Gowdy then asked the Justice Department Inspector-General Michael Horowitz if the DEA agents knew that the drug cartels were providing the prostitutes.

"What we found, Congressman, from looking in the file is that they should have known," Horowitz said. He added that the agents were supposed to be investigating the cartels.

"So they were receiving prostitutes from cartels that they were supposed to be investigating. And she can't fire those agents?" Gowdy asked.

"I think as a matter of Title 5, she can't directly intervene in firing them. I do think one of the concerns we outlined in the report...is how they adjudicate these cases.

"They under-charge them in some instances. And so at DEA, for example, sexual harassment -- if you're charged with that, there's only one punishment -- removal. But if you're charged with conduct unbecoming or poor judgement...then you've got a range of penalties. And so one of the issues...is how you charge the case."

Leonhart told Gowdy she doesn't know if any of the prostitutes involved were underage or part of a human trafficking ring.

"Mr. Chairman," Gowdy concluded, "I would just find it impossible to explain to any reasonable-minded person how an agent cannot be disciplined for soliciting prostitutes from drug cartels that they were ostensibly investigating. I find that stunning."

"If somebody murdered somebody, could you fire him?" Chairman Jason Chaffetz (R-Utah) cut in.

"If someone murdered someone, there would be criminal charges, and that's how they'd be fired," Leonhart responded.

Rep. Mulvaney also followed up, noting that if he were to flirt with a coworker in the office, and that behavior was found to constitute sexual harassment, he could be fired under civil service rules. "But I can take an underage hooker from a cartel I'm investigating, and you can't fire me. Is that what we're talking about here?" Mulvaney asked Horowitz.

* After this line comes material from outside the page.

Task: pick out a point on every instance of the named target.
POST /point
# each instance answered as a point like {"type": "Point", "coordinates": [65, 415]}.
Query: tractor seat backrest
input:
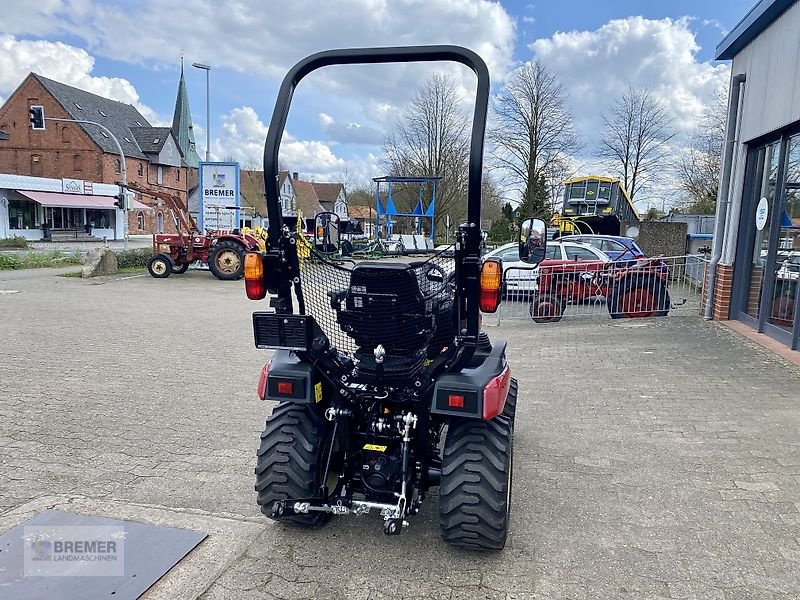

"Actually, Congressman, if you charge the offense (sexual harassment), removal is a possibility. If you charge something less... you don't charge what actually occurred, that's when the ability to discipline is limited. And that's the concern we found, as you know, in our report."

After the hearing, Chaffetz told the Associated Press it's time for Leonhart to step down or be fired.  "I don't have confidence in her, nor does the majority of the committee."